Blame it on nonexistent Russian collusion if it makes you feel better.
The problem with a televised or audio stream is that the American people can actually see and/or hear their federal legislators in action, or lack thereof. It might be better if the work of the Congress was more like a roach-infested tenement basement. Shining a light on them makes them scurry for invisible nooks and crannies, and they might get more done if they were invisible. It seems to help the roaches, anyway.
The GOP majority in Congress now has something they haven’t had since the 2012 midterms. They now have a president who would be willing to entertain almost any bill they send him. He needs some policy wins as badly as they do.
He’s open to funding a wall on the southern U.S. border. It could be made of solar panels, wood, metal or even rice krispies. President Trump would accept any solution, just to get it done. He also wants some form of tax reform, even the kind that only helps the mega-wealthy. Which, of course, is the only kind the Democrats understand. They don’t accept that middle class Americans also benefit when taxes are cut.
The most recent crisis dealt with the Affordable Care Act (aka Obamacare). Repealing and replacing Obamacare was an absolute building block of the Trump for President Campaign.
It was also a promise made by practically every single Republican member of Congress.
As major insurers were exiting the Obamacare marketplace, voters across America provided a sympathetic ear to then-candidate Trump.
During the entire term of former President Barack Obama, GOP members in the U.S. House and Senate spoke often of the need to repeal and then replace the law. They held press conferences and multiple votes on measures designed to end the failed policy, despite warning signs that those who received large subsidies under the law to buy a policy would fight any attempt to end their new handouts.
Roll the calendar forward to the week of July 17. Now a bill, passed along strict partisan lines in the House, was presented to the U.S. Senate for their consideration. In the Age of Trump, it appears that all conversations on policy will follow partisan lines, which was also basically true under the Obama Administration.
The new wrinkle is that even within the GOP, there are solid lines of division between conservatives and moderates that rival the Republic/Democrat split. Sen. Rand Paul (R., KY) and Sen. Mike Lee (R., UT) wouldn’t agree to a repeal/replace bill because they opposed any form of rate stabilization for insurers. Senate Majority Leader Mitch McConnell (R., KY), allegedly a legislative mastermind, saw he would be short by at least one vote, and pulled the bill when Sen. John McCain (R., AZ) fell ill.
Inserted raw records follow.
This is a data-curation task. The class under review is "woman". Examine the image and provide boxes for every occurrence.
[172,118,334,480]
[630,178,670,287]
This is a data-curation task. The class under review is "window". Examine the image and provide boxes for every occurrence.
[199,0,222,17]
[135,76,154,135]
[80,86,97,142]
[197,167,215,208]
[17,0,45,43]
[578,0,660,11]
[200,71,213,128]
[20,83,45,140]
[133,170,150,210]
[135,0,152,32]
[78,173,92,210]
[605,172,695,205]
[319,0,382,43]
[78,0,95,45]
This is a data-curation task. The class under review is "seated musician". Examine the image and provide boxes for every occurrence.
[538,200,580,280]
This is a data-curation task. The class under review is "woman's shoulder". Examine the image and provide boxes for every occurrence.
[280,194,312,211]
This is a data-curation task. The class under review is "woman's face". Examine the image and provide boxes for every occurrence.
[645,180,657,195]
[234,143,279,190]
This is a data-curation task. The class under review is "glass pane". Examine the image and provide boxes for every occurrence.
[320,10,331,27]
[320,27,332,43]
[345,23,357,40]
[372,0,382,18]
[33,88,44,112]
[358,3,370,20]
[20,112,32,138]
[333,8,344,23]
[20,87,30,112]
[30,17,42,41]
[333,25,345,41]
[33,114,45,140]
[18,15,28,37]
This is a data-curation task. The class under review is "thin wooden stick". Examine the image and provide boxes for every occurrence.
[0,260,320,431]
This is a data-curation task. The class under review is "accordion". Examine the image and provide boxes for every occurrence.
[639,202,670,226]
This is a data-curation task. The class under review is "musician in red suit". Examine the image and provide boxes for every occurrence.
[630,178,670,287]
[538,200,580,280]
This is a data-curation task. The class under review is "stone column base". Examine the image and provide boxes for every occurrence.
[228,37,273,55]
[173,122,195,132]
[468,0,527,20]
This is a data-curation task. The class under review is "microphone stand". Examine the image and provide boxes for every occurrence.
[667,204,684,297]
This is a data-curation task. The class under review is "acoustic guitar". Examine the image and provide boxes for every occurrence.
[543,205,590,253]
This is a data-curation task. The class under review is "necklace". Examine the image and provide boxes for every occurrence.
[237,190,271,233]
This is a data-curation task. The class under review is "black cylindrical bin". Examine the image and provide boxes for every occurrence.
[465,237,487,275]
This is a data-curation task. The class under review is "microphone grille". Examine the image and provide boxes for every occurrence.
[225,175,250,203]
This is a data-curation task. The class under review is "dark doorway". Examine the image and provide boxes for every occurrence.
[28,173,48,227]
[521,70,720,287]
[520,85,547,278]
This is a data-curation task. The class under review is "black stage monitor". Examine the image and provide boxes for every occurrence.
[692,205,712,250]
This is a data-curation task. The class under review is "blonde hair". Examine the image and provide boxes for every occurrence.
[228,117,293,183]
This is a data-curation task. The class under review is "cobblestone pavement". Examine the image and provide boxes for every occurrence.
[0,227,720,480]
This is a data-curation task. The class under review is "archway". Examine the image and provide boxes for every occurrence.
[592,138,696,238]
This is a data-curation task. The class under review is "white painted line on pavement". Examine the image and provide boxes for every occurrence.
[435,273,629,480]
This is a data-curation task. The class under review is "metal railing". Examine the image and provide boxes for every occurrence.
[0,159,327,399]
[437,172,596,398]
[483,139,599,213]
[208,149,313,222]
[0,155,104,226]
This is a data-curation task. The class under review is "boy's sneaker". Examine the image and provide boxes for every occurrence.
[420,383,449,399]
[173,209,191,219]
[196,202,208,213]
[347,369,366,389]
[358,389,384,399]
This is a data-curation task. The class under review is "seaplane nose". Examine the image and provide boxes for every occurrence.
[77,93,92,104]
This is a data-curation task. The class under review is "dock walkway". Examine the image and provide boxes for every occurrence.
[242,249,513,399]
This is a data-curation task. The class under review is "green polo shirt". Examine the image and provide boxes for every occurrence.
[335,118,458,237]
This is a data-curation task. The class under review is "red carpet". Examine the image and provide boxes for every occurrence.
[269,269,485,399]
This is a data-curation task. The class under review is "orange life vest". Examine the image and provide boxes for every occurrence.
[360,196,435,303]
Then, he offered a compromise that reflected just the repeal of the ACA, with a two-year timed phase out.
Almost the entire Senate GOP Caucus had supported a similar idea under the Obama Administration. That was then, this is now. Now, there’s a president in the White House who would actually sign that repeal bill into law. That means that once passed, this puppy would result in letters going out to people from their health insurer stating that premiums, now absent a government subsidy, would increase dramatically in two years.
Three moderate senators, Shelly Moore Capito (R., WV), Lisa Murkowski (R., AK) and Susan Collins (R., ME), instantly objected to the straight repeal, fearing a voter backlash once those insurance company letters went out. It’s important to repeat that when they knew that the sitting president (Obama) wouldn’t sign the bill, they felt empowered to support it. That's at least true of Ms. Murkowski and Ms. Capito, as Ms. Collins has opposed repeal all along. Of course, she's almost indistinguishable from the Democrats on policy.
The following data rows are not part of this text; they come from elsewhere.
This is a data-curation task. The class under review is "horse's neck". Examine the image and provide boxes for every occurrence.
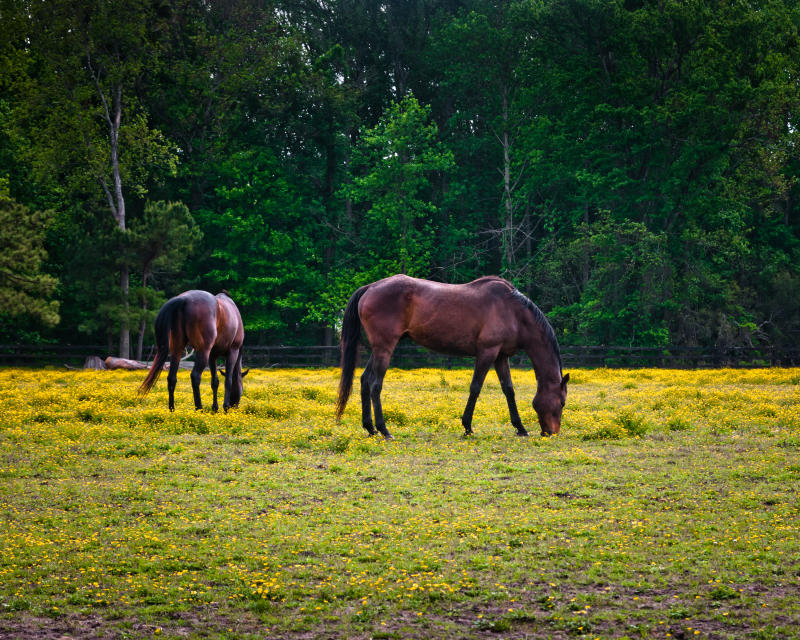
[525,327,561,387]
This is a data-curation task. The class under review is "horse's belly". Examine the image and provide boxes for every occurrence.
[408,330,477,356]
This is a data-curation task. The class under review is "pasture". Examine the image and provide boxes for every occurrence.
[0,369,800,640]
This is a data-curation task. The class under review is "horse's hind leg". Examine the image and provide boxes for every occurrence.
[461,349,499,435]
[222,349,241,413]
[369,350,392,440]
[494,354,528,436]
[361,356,375,436]
[191,351,208,411]
[208,357,219,413]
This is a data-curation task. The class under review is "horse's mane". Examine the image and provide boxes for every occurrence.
[509,283,562,370]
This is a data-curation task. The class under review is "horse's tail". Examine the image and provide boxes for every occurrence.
[139,296,186,396]
[336,285,369,420]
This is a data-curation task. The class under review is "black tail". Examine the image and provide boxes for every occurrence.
[139,297,186,396]
[336,285,369,420]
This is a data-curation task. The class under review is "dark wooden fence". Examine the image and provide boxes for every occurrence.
[0,343,800,369]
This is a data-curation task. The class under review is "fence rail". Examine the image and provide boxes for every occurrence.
[0,343,800,368]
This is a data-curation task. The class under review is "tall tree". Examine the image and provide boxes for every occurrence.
[19,0,175,357]
[0,190,59,333]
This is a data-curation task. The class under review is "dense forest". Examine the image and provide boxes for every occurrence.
[0,0,800,357]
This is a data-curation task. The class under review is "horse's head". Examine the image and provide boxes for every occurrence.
[222,367,250,407]
[533,374,569,436]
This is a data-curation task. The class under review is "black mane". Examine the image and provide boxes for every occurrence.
[511,287,563,370]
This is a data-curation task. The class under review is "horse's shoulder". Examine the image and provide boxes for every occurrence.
[465,276,514,296]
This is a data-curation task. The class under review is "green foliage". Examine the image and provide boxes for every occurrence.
[0,191,59,332]
[343,95,453,276]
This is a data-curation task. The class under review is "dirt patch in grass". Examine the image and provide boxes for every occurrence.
[0,607,273,640]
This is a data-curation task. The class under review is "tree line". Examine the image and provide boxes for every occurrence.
[0,0,800,357]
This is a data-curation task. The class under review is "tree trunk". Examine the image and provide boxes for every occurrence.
[86,50,131,358]
[119,265,131,358]
[500,85,514,276]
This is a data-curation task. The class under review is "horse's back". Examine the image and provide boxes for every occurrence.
[359,275,517,355]
[215,292,244,352]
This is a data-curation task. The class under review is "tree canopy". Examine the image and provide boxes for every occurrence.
[0,0,800,355]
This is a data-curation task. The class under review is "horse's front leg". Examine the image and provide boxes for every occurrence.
[167,355,181,411]
[461,349,500,436]
[494,354,528,436]
[208,358,219,413]
[222,351,239,413]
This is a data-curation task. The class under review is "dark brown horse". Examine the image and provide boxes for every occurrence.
[139,290,249,411]
[336,275,569,438]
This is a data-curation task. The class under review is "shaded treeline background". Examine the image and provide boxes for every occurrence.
[0,0,800,356]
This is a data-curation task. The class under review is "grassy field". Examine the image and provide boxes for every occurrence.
[0,369,800,640]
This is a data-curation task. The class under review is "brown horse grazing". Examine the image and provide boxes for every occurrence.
[336,275,569,438]
[139,290,249,412]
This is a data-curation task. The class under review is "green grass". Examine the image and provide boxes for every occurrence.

This display of flip-floppery is almost stunning. In the old days, it would have happened outside the glare of public view. There’d be some back-slapping, some glad-handing, and none of us would be any the wiser.
Now, we can actually watch this nonsense unfold. We can hear them as they offer their tortured, confused logic as they try to fool all of the people all of the time.
The saddest thing is that they’ll actually get away with it – again.